Reynolds also recalls the traditional chant of those who are subjected to these subjective standards.

“I remember kids running up to each other asking the question, ‘So- What’dya get?’”

Even at 16, Reynolds recalls thinking the whole process was “ludicrous” but not having the words (or the clout) to express his feelings.

“My gut was telling me something was weirdly off about a system that reduced the dozen years of learning, after school clubs, field trips, hobbies, books read for fun in the library, family trips and experiences, and other projects in and out of school to two scores,” he says, recalling the lack of focus on the many subjects and topics he enjoyed exploring just as much as language and math.

As an internationally-known, award-winning author who, along with his brother and a caring and creative team, has been able to support educators through technology and other tools, Reynolds hopes to reach more people and have a greater impact in the process. This film is a means to that end.

At many of his public appearances, Reynolds asks his audience to show their “great license photos.” The response, he says, is usually uncomfortable laughter.

“Those photos are like high-stakes test score results,” he suggests. “They are indeed you, but only a millisecond snapshot of who you are with a particularly unforgiving lens.”

What makes the “testing camera” worse is the fact that these hyper-focused tests are usually given just when students are discovering their passions…

“They are sticky labels that take years, sometimes decades to peel off,” Reynolds suggests, “just when students should be feeling the opposite- that anything is possible. That given hard work, focus, creative thinking, mentors, and a dash of luck, you will be heading on a most wonderful journey to discover the best version of you.”

With the new five-minute video, Reynolds hopes that new conversations can be started about testing and about creativity.

“Short stories…are incredibly efficient ways of making the mission transportable,” Reynolds suggests, noting how animated images especially can make ideas ”stickier” and how they can “spark some new thinking about an old paradigm: testing kids at every turn being the answer to improving education.”

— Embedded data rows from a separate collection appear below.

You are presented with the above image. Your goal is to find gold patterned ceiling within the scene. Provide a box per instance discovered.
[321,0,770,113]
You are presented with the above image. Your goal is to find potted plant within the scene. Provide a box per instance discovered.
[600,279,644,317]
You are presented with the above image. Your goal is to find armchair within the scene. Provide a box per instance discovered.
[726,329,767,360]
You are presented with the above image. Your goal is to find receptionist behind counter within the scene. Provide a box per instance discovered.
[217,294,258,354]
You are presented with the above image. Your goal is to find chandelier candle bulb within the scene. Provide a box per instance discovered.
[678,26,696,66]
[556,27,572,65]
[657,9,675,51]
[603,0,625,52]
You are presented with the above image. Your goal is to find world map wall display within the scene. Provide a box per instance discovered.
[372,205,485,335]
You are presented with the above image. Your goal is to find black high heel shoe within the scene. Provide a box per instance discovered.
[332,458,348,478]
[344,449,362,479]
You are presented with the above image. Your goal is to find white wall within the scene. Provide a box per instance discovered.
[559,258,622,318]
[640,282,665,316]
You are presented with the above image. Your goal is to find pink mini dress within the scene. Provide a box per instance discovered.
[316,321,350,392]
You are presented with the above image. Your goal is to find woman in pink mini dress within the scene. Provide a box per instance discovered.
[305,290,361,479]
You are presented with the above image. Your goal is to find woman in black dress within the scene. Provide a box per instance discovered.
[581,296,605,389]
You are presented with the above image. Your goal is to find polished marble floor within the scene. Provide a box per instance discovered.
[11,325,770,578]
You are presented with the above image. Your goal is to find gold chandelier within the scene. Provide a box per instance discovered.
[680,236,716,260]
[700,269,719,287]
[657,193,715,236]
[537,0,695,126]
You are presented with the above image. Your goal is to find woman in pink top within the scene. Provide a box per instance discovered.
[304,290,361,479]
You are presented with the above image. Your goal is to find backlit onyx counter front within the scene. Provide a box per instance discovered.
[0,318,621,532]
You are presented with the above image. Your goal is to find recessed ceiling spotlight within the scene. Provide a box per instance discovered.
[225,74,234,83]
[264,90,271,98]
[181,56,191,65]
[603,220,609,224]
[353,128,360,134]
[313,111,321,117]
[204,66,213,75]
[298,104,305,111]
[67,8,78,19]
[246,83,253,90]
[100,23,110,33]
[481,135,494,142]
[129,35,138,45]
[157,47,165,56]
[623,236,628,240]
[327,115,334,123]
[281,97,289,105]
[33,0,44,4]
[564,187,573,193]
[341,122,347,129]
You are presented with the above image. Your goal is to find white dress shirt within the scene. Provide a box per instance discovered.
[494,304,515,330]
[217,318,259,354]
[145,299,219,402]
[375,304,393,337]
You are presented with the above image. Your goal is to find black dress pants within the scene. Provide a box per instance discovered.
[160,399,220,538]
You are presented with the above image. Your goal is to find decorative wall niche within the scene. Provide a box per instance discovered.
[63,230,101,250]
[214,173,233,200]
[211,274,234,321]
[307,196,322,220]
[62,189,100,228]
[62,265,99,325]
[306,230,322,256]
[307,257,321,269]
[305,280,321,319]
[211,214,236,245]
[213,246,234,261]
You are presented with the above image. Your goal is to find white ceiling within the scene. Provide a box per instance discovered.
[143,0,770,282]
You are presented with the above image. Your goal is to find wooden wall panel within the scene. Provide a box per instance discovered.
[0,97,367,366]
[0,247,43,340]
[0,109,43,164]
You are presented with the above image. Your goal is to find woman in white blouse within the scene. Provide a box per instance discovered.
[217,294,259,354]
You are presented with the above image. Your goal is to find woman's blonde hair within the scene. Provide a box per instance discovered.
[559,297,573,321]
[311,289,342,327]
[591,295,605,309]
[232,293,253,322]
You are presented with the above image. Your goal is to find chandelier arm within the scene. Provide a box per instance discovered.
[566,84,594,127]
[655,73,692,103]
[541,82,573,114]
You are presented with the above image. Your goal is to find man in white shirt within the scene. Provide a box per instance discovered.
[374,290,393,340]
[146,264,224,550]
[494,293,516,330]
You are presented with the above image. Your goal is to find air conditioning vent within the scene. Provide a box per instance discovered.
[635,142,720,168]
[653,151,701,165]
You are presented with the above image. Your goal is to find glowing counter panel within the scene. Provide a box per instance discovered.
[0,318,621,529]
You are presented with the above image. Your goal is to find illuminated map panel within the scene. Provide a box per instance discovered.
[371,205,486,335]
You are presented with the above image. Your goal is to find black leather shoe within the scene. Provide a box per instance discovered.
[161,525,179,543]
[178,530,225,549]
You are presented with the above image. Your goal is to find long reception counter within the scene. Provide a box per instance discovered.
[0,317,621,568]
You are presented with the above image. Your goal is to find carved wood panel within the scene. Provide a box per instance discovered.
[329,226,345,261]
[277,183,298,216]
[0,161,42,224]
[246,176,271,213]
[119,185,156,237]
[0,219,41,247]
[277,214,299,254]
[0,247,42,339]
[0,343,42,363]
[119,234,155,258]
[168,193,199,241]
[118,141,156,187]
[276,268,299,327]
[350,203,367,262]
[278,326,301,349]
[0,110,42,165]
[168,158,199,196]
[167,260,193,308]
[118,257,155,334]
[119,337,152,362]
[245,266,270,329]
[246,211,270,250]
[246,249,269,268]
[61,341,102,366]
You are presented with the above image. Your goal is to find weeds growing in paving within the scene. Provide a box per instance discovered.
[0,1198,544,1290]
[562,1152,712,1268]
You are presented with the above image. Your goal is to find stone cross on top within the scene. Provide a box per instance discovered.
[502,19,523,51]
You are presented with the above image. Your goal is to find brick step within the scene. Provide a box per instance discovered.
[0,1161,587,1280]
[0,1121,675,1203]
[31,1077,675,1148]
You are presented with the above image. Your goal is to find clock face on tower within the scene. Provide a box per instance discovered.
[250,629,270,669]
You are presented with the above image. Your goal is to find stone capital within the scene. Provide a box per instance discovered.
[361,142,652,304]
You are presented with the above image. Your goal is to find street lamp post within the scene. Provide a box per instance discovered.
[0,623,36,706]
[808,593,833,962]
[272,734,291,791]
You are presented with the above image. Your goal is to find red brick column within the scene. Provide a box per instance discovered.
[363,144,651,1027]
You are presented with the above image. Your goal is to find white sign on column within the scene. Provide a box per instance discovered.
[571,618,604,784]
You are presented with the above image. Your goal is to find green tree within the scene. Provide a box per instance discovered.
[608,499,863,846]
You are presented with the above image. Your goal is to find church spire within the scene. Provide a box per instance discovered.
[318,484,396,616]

Though he may not be behind high-stakes, anxiety-provoking testing, Reynolds is a fan of assessment.

“We should be able to stop along the way and [ask], ‘Is any of this interesting to you?’” he suggests. “Answers to that question are pretty good data!”

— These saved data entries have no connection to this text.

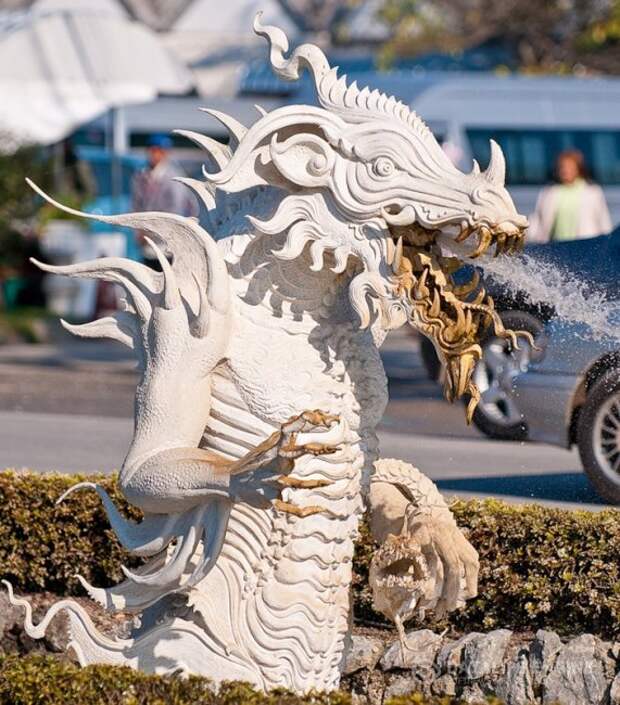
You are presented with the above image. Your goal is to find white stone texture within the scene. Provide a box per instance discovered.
[495,646,536,705]
[542,634,615,705]
[380,628,442,672]
[462,629,512,680]
[530,629,563,692]
[343,635,385,675]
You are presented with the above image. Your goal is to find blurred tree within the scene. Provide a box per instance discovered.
[0,143,51,280]
[280,0,352,32]
[575,0,620,72]
[377,0,620,74]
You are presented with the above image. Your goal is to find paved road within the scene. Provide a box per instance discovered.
[0,330,607,510]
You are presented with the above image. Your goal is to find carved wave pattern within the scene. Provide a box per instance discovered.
[196,368,365,690]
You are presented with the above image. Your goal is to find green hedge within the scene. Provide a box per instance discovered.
[0,471,140,595]
[0,655,502,705]
[1,470,620,638]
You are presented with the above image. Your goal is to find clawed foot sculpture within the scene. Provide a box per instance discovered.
[370,511,478,653]
[369,459,479,651]
[230,410,344,517]
[401,508,479,617]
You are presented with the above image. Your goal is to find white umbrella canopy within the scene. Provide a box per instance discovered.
[0,0,193,149]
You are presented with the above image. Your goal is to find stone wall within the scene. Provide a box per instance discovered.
[2,592,620,705]
[342,628,620,705]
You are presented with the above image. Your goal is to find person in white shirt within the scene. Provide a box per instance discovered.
[528,149,612,243]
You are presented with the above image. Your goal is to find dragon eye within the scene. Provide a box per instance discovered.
[373,157,395,177]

After all, he suggests, if the topics and materials being offered are not considered interesting by those to whom they are offered, the answer may be restructuring the curriculum or the teaching modalities.

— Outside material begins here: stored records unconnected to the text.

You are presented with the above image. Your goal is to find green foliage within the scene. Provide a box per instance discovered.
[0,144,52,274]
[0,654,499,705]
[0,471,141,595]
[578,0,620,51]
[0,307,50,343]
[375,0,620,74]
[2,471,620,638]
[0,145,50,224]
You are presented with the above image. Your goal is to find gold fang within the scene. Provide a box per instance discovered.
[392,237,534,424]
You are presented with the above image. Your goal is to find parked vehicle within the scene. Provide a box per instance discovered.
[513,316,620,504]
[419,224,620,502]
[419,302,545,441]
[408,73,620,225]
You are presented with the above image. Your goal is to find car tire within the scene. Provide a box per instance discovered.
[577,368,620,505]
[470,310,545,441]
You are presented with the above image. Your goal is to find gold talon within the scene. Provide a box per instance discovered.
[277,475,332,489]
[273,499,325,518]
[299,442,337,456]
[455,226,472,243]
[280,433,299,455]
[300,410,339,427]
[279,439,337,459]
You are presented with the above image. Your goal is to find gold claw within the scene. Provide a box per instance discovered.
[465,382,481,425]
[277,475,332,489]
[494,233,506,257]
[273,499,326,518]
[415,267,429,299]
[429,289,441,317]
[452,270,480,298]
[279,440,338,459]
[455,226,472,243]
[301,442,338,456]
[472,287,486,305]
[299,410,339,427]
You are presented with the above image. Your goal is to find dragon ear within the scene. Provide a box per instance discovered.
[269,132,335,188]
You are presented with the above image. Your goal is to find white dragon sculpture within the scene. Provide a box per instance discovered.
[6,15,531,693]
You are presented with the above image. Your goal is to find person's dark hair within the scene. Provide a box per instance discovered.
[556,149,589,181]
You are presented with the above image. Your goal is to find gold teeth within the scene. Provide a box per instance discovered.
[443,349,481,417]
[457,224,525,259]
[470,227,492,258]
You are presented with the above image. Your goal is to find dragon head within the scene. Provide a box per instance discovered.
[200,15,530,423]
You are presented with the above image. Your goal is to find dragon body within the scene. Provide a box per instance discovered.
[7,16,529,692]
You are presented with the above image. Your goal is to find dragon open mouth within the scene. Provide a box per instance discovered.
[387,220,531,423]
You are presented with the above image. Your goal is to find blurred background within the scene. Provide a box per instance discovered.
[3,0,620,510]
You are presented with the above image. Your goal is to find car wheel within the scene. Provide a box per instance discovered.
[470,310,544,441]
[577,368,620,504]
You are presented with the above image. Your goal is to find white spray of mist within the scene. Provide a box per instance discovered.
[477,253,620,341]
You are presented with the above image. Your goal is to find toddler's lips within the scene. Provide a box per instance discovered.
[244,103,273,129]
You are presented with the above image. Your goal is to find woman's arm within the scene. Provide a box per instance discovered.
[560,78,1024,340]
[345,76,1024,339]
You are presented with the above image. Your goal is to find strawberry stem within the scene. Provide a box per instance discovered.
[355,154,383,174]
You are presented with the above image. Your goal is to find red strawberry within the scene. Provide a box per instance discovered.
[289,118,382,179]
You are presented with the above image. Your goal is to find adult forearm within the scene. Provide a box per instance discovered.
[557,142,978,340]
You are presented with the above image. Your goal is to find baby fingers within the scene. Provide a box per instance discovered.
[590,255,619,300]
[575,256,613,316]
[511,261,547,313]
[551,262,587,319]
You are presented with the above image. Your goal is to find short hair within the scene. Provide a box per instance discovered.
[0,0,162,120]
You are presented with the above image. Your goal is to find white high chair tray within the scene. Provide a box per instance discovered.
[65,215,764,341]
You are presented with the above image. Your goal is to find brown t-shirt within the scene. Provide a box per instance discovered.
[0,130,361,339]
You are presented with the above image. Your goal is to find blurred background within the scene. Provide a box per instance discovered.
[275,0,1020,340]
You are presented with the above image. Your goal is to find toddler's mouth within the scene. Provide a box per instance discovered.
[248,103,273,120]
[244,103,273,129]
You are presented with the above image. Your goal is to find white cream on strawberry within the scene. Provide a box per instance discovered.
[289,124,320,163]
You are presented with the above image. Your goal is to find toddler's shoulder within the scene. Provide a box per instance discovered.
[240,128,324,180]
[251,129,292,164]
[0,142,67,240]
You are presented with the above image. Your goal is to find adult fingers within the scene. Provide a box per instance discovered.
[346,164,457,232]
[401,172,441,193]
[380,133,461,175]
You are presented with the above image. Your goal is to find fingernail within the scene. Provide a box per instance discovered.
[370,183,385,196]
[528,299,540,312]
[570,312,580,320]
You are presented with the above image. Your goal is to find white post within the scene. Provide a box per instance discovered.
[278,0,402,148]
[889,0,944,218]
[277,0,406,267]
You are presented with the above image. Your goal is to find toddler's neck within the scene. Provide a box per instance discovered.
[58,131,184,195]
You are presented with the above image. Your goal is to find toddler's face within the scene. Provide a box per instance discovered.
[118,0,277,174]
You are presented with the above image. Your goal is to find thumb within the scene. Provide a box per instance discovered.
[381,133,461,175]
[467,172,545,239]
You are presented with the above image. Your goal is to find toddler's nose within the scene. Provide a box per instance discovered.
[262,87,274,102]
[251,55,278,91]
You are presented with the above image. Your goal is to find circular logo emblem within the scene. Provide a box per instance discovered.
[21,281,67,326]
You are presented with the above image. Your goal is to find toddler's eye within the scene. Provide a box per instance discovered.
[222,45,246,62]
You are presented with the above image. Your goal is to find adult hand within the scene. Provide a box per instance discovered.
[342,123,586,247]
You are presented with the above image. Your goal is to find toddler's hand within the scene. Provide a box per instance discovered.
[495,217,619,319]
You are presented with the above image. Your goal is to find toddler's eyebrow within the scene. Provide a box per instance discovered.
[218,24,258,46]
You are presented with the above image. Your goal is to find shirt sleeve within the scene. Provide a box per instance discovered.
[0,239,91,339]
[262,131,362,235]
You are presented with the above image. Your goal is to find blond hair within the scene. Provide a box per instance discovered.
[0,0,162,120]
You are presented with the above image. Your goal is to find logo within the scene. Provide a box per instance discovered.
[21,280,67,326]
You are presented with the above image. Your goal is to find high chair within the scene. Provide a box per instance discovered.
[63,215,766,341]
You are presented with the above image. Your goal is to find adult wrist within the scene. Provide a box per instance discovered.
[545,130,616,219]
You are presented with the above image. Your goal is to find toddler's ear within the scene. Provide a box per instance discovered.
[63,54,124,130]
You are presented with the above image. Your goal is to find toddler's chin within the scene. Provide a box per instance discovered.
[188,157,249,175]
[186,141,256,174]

“Perhaps there is a different way to teach it,” he observes, “or a different door in for that learner. Maybe there will be another point in time that this will be relevant or interesting. [But] until then let’s move on and find out what is interesting to you.”

And while he admits that such “generous” student-centered teaching and learning  is not easy, Reynolds observes that it is all the less so in what he sees as “rigid, test-driven environments where it is easy to forget the main goal of helping every learner navigate their true potential.”

Fortunately, Reynolds not only sees change coming, but accelerating. From personalized learning to new STEM and STEAM initiatives (i.e., those related to science, technology, engineering, art, and math), to what he observes as “a general acceptance that creativity is one of the four cornerstones of a 21st century learner” (the other three “C’s” being communication, collaboration, and critical thinking), Reynolds is encouraged that the test camera may soon be as much a thing of the past as Kodachrome.

“I hope my film inspires that,” he says.